Des filles nigérianes sont apparues dans les rues d’Athènes lors des Jeux olympiques de 2004. Elles ne sont jamais reparties. Personne ne savait d’où ils venaient, et personne ne s’en souciait.
La plupart d’entre eux sont arrivés en transit par l’Italie et la France.
Les frontières invisibles de l’UE ont permis aux trafiquants de déplacer facilement les filles. Et le Nigeria a son propre réseau criminel puissant et très lucratif. Bien qu’il puisse en coûter 1 000 euros pour transporter les filles vers leurs villes de destination, ces dernières seront obligées de rembourser leurs trafiquants jusqu’à 80 000 euros. Et les filles sont empêchées de se rebeller par la forte emprise des serments vaudous – et des menaces contre leurs familles.
Larissa est une ville de 200 000 habitants. Il se situe entre les deux principales villes de Grèce, Athènes et Thessalonique.
C’est un important centre agricole et une plaque tournante du transport national.
J’ai rencontré Sonia, une Nigériane de 22 ans, en 2008. A cette époque, elle travaillait comme prostituée dans les rues d’Athènes pour 15-30 euros par client.
Elle n’avait ni passeport ni permis de séjour.

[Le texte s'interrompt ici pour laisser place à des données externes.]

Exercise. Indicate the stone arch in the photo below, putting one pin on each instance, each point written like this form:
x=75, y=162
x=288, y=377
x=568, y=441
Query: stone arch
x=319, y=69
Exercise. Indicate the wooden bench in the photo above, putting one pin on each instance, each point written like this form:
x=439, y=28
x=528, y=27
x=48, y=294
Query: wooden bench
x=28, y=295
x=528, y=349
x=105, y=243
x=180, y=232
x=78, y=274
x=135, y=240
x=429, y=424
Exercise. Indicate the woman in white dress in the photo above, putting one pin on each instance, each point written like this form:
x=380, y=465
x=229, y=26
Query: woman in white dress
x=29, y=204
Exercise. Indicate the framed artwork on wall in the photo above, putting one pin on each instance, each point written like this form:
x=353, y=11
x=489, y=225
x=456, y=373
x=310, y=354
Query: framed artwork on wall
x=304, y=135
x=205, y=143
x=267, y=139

Elle a dû fuir lorsque la police faisait des descentes dans le centre historique d’Athènes, où elle travaillait habituellement, car comme elle avait l’habitude de le dire : je suis double illégale.
Les deux dernières années, une série de projets d’urbanisme visant à réorganiser le centre historique délabré de la ville. Le maire d’Athènes a souligné que la criminalité florissante dans la région – y compris le trafic de drogue et la prostitution – posait un risque pour la santé et la sécurité publiques.
À la suite de cela, des opérations de «nettoyage» par la police ont eu lieu. Les immigrés illégaux étaient ciblés.
Il est extrêmement difficile pour les Nigérians de travailler dans la rue depuis lors.
De nombreuses filles ont été renvoyées dans leur pays et d’autres ont dû chercher du travail en dehors de la capitale.
Sonia et deux autres femmes nigérianes, Valentina et Amanda, ont décidé de chercher du travail dans la ville de Larissa.
On a dit aux filles que les contrôles de police n’étaient pas si stricts à la campagne. Ils connaissaient également d’autres Nigérians qui travaillaient déjà à Larissa.
Un hôtel pas cher dans le centre-ville de Larissa est l’endroit où séjourne Sonia. Elle partage une chambre avec deux autres filles nigérianes. Vingt autres filles sont réparties dans d’autres chambres du même bâtiment.
J’ai passé trois jours avec eux, essayant de révéler à travers leur quotidien et leurs habitudes, certains aspects de leur personnalité.
J’ai intentionnellement évité de les suivre dans les bars où ils travaillent car je ne voulais pas l’approche photo cliché des travailleuses du sexe avec des clients, etc.
Je leur ai donné une voix, à travers l’enregistrement vidéo, pour expliquer comment ils sont venus en Grèce en premier lieu ainsi que parler de leur vie passée (Valentina avec le dvd de ses enfants de Londres).
Sonia a insisté, comme les autres filles aussi, sur le fait qu’elles travaillent sans proxénète et que toutes les filles ne sont pas victimes de traite.
Ils disaient qu’on leur avait dit et qu’ils croyaient que l’Europe était une terre promise; où vous pouvez d’une manière ou d’une autre faire fortune facilement.
En les suivant lors de leurs promenades diurnes à Larissa et en partageant une partie de leur temps libre avec elles à l’hôtel, certaines conclusions étaient évidentes : les filles mènent une vie à part, comme la plupart des travailleurs migrants, ne s’étant pas du tout intégrées dans la société locale. Ils passent la plupart de leur temps à regarder des séries télévisées nigérianes et à écouter de la musique africaine.
Les Grecs à la campagne n’ont pas l’habitude de voir beaucoup de Noirs. Le fait qu’elles soient conscientes du fait que les filles africaines sont dans leur ville natale pour travailler comme prostituées les fait se comporter d’une manière amusante, principalement en les regardant avec insistance.
Ils mènent une vie « normale », écoutant principalement de la musique, regardant la télévision, cuisinant, faisant du shopping.
Leur rêve est de se marier avec un Grec local. Cela leur permettrait d’arrêter de travailler dans les bars tout en ayant la possibilité de devenir légal.